La verdad es que las extorsiones y secuestros tienen con el Jesús en la boca a los habitantes del estado de Zacatecas, a pesar del silencio que acompaña estos actos delictivos, silencio que tiene como uno de sus perniciosos efectos anular la legítima presión social sobre las autoridades responsables de prevenir, investigar y castigar estos delitos.

Los diversos testimonios que he podido conocer desde que escribo del tema coinciden en que las autoridades no reciben denuncia alguna de familias temerosas de desencadenar la ira de los delincuentes en contra de un miembro víctima de secuestro. Por tal razón muchas veces es hasta que se produce el desenlace cuando la autoridad se da por enterada y ocasiones hay que ni entonces.

Pero también en no pocas ocasiones los allegados de una víctima de secuestro denuncian el hecho e invariablemente reciben la orientación de las autoridades responsables de atender el caso para que obedezcan las instrucciones de los delincuentes, fortaleciendo objetivamente la presión ejercida por los delincuentes.

Casos habrá de que tales orientaciones sean inspiradas en la priorización de salvar una vida y casos habrá en que lo que opere sea la complicidad con las bandas delictivas.

En el catálogo de políticas contra el crimen organizado ensayadas por otros países sobresale la de algunas regiones de Italia, donde se convirtió en delito el pago de rescate de parte de los familiares de un plagiado como fórmula radical para arruinar la industria del secuestro, aun a costa de seres humanos inocentes.

Entre nosotros no faltan voces que defienden esa lógica; sin embargo, antes de instalarnos en tan inhumano extremo, mucho tenemos por hacer mediante la puesta en juego de otras respuestas que tienen que ver con la eficacia y la ética.
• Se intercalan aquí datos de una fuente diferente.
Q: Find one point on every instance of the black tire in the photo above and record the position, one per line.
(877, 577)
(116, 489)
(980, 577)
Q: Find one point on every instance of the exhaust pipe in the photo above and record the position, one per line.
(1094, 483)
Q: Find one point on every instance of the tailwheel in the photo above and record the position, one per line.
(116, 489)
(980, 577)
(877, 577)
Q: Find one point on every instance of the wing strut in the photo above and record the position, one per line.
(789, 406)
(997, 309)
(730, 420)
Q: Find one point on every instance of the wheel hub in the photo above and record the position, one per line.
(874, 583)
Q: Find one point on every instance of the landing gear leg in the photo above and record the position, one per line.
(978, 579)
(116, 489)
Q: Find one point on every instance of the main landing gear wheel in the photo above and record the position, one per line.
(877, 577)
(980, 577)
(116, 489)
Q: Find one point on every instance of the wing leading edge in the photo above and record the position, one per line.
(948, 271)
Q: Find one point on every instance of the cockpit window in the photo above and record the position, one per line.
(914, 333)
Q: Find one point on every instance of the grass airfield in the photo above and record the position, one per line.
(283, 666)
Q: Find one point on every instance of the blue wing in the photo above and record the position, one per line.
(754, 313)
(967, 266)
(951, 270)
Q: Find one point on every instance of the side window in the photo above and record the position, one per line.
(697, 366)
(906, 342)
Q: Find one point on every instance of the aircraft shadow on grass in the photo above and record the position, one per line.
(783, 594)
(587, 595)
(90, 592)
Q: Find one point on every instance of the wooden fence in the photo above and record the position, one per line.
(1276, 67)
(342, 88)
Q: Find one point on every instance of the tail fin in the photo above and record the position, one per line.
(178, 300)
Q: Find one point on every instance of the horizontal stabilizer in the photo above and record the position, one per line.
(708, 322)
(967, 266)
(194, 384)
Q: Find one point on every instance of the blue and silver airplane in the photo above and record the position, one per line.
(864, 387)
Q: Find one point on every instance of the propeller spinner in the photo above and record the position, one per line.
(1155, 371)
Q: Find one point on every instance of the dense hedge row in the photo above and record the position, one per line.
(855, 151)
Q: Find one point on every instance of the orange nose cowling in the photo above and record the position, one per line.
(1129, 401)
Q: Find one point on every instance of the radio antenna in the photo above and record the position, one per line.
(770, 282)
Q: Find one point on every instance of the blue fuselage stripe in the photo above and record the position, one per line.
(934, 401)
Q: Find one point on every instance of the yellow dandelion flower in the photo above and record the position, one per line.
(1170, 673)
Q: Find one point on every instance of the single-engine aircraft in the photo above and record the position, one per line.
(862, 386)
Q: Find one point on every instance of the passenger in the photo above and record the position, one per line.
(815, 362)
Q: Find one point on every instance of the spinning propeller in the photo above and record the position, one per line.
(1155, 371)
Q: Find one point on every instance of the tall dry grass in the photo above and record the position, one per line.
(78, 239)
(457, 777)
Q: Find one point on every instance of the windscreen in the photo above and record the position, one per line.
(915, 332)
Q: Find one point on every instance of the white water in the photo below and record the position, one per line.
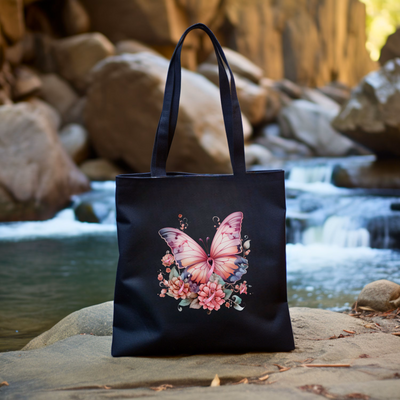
(63, 224)
(311, 174)
(337, 231)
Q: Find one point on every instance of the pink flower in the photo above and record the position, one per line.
(243, 288)
(179, 288)
(168, 260)
(211, 296)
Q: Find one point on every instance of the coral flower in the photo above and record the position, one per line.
(168, 260)
(243, 288)
(179, 288)
(211, 296)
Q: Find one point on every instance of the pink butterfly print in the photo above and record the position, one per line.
(222, 259)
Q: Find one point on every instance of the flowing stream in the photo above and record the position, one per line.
(338, 241)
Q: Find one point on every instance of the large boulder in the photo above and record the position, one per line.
(239, 65)
(253, 98)
(37, 177)
(382, 295)
(26, 82)
(371, 117)
(300, 41)
(76, 55)
(75, 18)
(12, 19)
(124, 106)
(391, 48)
(95, 320)
(75, 141)
(132, 47)
(81, 366)
(309, 123)
(100, 169)
(57, 92)
(156, 22)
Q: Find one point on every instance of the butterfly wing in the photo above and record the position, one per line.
(188, 254)
(231, 268)
(225, 247)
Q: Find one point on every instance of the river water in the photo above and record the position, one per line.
(338, 241)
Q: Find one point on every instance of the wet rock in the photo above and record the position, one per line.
(368, 174)
(371, 117)
(12, 19)
(132, 47)
(274, 105)
(382, 295)
(75, 141)
(391, 49)
(76, 55)
(27, 82)
(75, 18)
(57, 92)
(100, 170)
(309, 123)
(257, 154)
(34, 374)
(252, 97)
(239, 65)
(127, 133)
(95, 320)
(37, 177)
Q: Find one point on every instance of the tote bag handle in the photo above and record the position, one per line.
(169, 115)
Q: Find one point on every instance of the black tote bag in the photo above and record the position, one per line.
(223, 293)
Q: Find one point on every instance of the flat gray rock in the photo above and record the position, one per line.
(94, 320)
(81, 367)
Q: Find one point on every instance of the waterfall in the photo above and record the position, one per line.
(311, 174)
(337, 231)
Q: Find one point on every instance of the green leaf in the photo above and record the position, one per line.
(185, 302)
(236, 299)
(228, 293)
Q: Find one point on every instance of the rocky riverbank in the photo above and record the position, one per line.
(81, 89)
(337, 356)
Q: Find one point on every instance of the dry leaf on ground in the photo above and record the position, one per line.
(161, 387)
(216, 381)
(263, 378)
(281, 368)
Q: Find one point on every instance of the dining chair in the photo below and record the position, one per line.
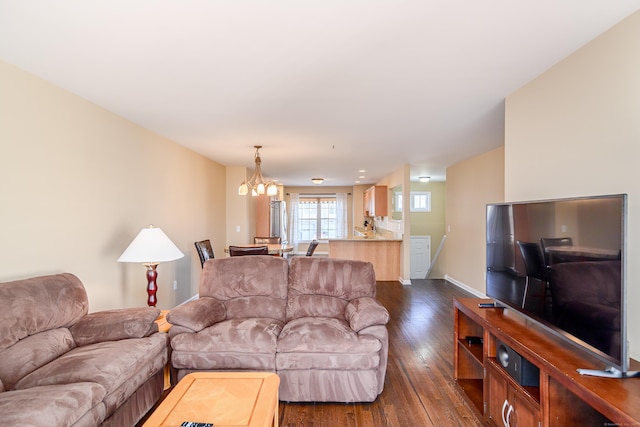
(244, 250)
(534, 266)
(312, 247)
(546, 242)
(205, 251)
(267, 240)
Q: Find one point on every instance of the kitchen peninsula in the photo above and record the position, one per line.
(382, 249)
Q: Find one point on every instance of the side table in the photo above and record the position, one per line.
(164, 326)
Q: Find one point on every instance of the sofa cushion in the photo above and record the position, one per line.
(39, 304)
(52, 405)
(330, 361)
(364, 312)
(324, 335)
(232, 344)
(112, 325)
(227, 278)
(198, 314)
(32, 352)
(323, 286)
(253, 335)
(109, 363)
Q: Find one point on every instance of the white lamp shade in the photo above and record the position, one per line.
(151, 246)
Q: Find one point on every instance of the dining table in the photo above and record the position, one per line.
(581, 253)
(274, 248)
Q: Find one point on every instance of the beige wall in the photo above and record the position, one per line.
(77, 183)
(578, 127)
(471, 184)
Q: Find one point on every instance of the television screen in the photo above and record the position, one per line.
(561, 263)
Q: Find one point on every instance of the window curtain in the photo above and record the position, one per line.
(294, 202)
(341, 215)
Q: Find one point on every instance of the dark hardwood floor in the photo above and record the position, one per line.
(419, 388)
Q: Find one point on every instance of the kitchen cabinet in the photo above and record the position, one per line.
(382, 253)
(375, 201)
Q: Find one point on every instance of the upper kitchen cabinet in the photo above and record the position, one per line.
(375, 201)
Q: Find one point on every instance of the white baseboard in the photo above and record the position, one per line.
(465, 287)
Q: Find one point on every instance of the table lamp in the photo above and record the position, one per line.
(151, 247)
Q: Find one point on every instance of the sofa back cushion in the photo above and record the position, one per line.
(248, 286)
(322, 287)
(39, 304)
(35, 315)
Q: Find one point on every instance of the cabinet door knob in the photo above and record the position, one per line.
(509, 415)
(504, 413)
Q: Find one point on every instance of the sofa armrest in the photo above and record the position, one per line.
(364, 312)
(198, 314)
(114, 325)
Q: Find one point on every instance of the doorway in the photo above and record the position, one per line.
(420, 260)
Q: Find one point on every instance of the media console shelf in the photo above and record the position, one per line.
(563, 397)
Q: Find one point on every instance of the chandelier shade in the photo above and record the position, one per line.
(258, 184)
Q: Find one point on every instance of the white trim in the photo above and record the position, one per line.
(465, 287)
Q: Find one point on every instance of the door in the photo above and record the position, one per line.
(420, 256)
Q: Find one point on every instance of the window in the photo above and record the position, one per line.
(420, 201)
(317, 218)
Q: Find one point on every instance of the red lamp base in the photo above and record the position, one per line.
(152, 288)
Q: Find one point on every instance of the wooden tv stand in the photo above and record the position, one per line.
(563, 398)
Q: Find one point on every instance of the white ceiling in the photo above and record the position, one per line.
(328, 87)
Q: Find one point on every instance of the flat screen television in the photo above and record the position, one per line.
(561, 263)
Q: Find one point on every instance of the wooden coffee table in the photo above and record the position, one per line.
(223, 398)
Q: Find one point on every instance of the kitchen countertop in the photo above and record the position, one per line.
(371, 236)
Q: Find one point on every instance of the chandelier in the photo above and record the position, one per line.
(257, 183)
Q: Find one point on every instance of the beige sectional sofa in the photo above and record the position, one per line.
(63, 367)
(315, 322)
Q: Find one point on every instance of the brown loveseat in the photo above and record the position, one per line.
(315, 322)
(63, 367)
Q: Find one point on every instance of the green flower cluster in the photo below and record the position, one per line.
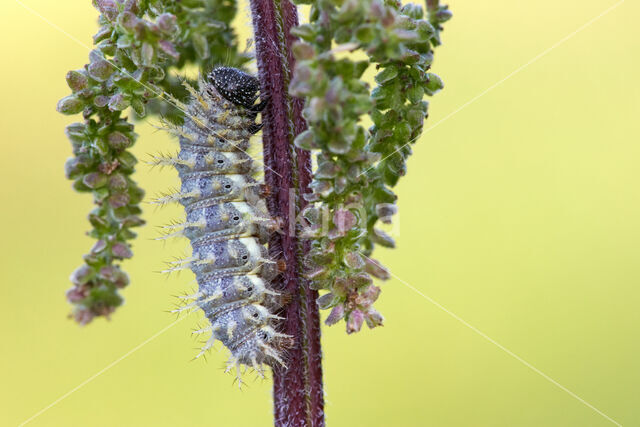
(356, 168)
(136, 44)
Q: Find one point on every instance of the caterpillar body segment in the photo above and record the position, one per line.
(227, 221)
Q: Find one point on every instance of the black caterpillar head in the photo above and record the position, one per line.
(235, 85)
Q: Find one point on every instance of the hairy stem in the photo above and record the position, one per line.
(297, 389)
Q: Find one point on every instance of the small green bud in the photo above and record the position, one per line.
(77, 80)
(415, 94)
(354, 321)
(354, 261)
(336, 315)
(118, 140)
(94, 180)
(100, 70)
(121, 250)
(147, 53)
(118, 102)
(305, 32)
(434, 83)
(117, 182)
(305, 140)
(383, 239)
(70, 105)
(81, 275)
(168, 48)
(128, 21)
(118, 200)
(201, 45)
(167, 23)
(303, 50)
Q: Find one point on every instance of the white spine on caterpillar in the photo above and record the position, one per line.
(227, 220)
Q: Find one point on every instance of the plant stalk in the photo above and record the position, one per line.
(297, 389)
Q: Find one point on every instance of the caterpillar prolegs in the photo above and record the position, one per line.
(227, 220)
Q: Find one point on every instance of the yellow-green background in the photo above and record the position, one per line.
(520, 214)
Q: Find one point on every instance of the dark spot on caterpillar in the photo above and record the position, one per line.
(236, 86)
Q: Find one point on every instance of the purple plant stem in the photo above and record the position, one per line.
(297, 389)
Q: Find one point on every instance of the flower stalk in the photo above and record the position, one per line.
(297, 389)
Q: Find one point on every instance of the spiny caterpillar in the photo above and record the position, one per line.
(227, 220)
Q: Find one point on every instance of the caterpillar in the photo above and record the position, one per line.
(227, 220)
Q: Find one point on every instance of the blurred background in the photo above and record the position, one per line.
(520, 216)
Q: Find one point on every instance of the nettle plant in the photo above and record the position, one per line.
(267, 235)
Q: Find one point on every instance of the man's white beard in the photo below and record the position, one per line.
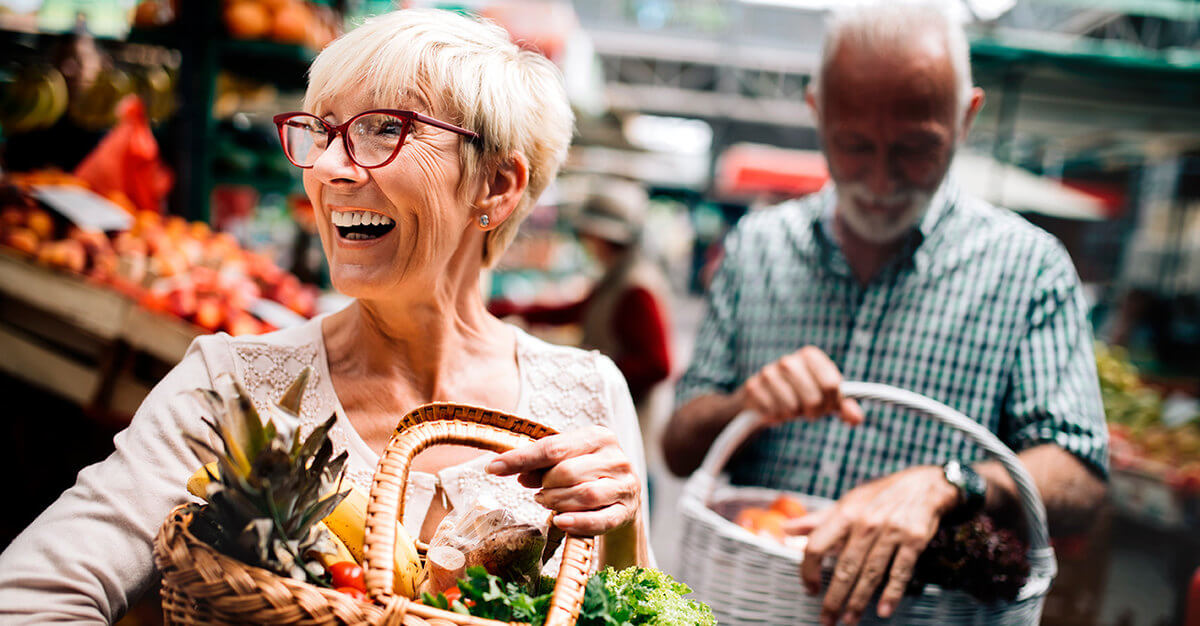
(880, 228)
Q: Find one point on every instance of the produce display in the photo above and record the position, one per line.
(769, 522)
(281, 20)
(630, 596)
(167, 264)
(273, 491)
(1140, 439)
(973, 555)
(277, 500)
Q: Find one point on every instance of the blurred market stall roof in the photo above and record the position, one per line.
(749, 170)
(1024, 191)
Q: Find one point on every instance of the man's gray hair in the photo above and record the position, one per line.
(889, 25)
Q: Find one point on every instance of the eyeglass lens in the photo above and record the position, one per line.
(372, 138)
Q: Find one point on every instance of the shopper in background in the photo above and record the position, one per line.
(411, 208)
(625, 313)
(893, 275)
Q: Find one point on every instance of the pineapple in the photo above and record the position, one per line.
(271, 488)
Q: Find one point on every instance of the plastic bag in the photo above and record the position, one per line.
(487, 535)
(126, 161)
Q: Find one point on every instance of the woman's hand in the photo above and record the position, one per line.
(583, 476)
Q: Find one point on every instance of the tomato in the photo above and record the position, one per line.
(353, 591)
(347, 573)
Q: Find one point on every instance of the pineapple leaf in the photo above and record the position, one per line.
(318, 437)
(234, 461)
(318, 511)
(334, 469)
(247, 425)
(292, 397)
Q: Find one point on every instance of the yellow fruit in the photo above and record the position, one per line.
(348, 523)
(341, 553)
(247, 19)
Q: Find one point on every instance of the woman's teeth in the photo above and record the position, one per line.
(361, 224)
(348, 218)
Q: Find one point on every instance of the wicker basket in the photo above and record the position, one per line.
(201, 585)
(750, 579)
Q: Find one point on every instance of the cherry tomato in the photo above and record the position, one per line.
(347, 573)
(353, 591)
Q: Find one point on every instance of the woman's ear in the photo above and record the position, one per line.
(502, 190)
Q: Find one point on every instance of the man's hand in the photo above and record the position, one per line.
(583, 476)
(804, 383)
(877, 530)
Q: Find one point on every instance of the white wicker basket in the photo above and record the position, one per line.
(751, 579)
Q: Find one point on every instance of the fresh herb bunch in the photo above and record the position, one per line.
(973, 555)
(640, 595)
(265, 504)
(630, 597)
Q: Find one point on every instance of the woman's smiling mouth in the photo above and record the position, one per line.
(359, 226)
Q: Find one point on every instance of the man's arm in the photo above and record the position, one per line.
(1071, 489)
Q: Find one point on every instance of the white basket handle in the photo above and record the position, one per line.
(1042, 560)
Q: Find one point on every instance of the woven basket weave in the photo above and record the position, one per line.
(201, 585)
(751, 579)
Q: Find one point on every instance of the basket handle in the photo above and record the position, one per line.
(439, 423)
(1041, 553)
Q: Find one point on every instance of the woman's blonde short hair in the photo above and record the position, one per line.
(477, 78)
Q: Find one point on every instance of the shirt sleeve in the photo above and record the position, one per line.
(646, 355)
(90, 553)
(713, 368)
(1054, 393)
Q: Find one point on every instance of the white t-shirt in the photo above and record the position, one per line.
(90, 554)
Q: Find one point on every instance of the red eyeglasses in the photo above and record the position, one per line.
(372, 138)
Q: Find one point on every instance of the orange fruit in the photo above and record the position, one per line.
(41, 223)
(772, 523)
(247, 19)
(292, 24)
(748, 518)
(789, 506)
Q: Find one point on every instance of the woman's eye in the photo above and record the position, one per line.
(390, 128)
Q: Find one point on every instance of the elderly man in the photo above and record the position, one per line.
(893, 275)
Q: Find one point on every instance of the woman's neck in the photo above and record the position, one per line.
(427, 342)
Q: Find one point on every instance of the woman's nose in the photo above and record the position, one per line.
(335, 164)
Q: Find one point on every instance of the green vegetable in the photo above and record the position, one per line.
(630, 597)
(640, 595)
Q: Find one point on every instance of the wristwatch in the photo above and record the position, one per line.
(972, 487)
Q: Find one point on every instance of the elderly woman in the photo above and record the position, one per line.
(425, 140)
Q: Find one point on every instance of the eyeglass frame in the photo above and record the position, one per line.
(409, 116)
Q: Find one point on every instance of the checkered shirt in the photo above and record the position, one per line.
(981, 311)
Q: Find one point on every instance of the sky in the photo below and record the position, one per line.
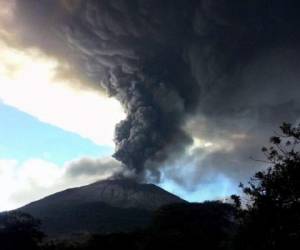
(183, 95)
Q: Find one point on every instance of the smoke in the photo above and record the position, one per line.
(174, 62)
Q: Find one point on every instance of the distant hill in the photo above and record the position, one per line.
(102, 207)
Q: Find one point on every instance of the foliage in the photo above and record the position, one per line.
(272, 218)
(19, 231)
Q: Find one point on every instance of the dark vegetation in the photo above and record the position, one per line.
(266, 217)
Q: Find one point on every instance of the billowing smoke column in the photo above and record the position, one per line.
(165, 60)
(136, 51)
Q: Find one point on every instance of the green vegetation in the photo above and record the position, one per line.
(266, 217)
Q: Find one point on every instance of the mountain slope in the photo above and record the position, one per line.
(102, 207)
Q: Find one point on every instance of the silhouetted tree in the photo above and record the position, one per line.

Colombia era la referencia negra
En décadas recientes los mexicanos fuimos inducidos a percibir al crimen organizado como calamidad lejana.

Colombia fue víctima de la estigmatización promovida, al mismo tiempo que las mafias del narcotráfico flotaban en las entrañas del régimen mexicano para irrumpir con trágica espectacularidad, al grado que México sustituye a Colombia como la referencia del infierno y hace de Pablo Escobar Gaviria soldado menor ante la entrada en escena de El Chapo.

Toda proporción guardada, de la misma manera que los mexicanos fuimos inducidos a pensar que la tragedia colombiana era impensable en México, los zacatecanos somos conminados a suponer que “Zacatecas no es Michoacán”.

Sin embargo, lo que ya deberíamos haber aprendido es que no estamos a salvo de experimentar la ruptura del tejido social que dé paso a la exacerbación de lo que, aunque relativamente soterrado, ya padecemos.

Caminos de Michoacán
Tan mentalizados estamos los zacatecanos para que la sociedad se defienda con sus propios medios que todo mundo, empezando por los voceros gubernamentales, vertió encendidos elogios a los humildes habitantes de Villa Cárdenas, municipio de Francisco R. Murguía, cuando se organizaron para repeler al grupo delictivo que les exigía la entrega de todas las armas, asumiendo en esencia idéntica actitud a los habitantes de Tacíntaro, Michoacán.

Los ganaderos zacatecanos que recientemente demandaron autorización de armarse para defenderse ellos mismos, envían el mismo mensaje que los productores aguacateros michoacanos le vienen diciendo al gobierno michoacano.

Los numerosos signos de impotencia, indiferencia y complicidades de la clase política michoacana tienen su equivalente local en la ausencia crónica del tema en las agendas de muchos actores políticos y en la no menos crónica deslegitimación que envuelve su desempeño.

El ocultar hechos hasta donde sea posible, otra similitud. Otro paralelismo trágico es el que nos lleva a esperar la solución procedente de la Federación: Michoacán fue la primera entidad donde se recurrió al empleo masivo del Ejército aquel 11 de diciembre del 2006; los resultados lo dicen todo, hoy por hoy nada es igual porque todo está peor.

En Zacatecas seguimos en el espejismo de que el Ejército, la Marina y los policías federales harán la tarea de devolvernos la tranquilidad perdida y que a nosotros sólo nos toca “echarles flores”. Sin cambio de vereda no hay cambio de destino.

Nos encontramos el jueves en El recreo.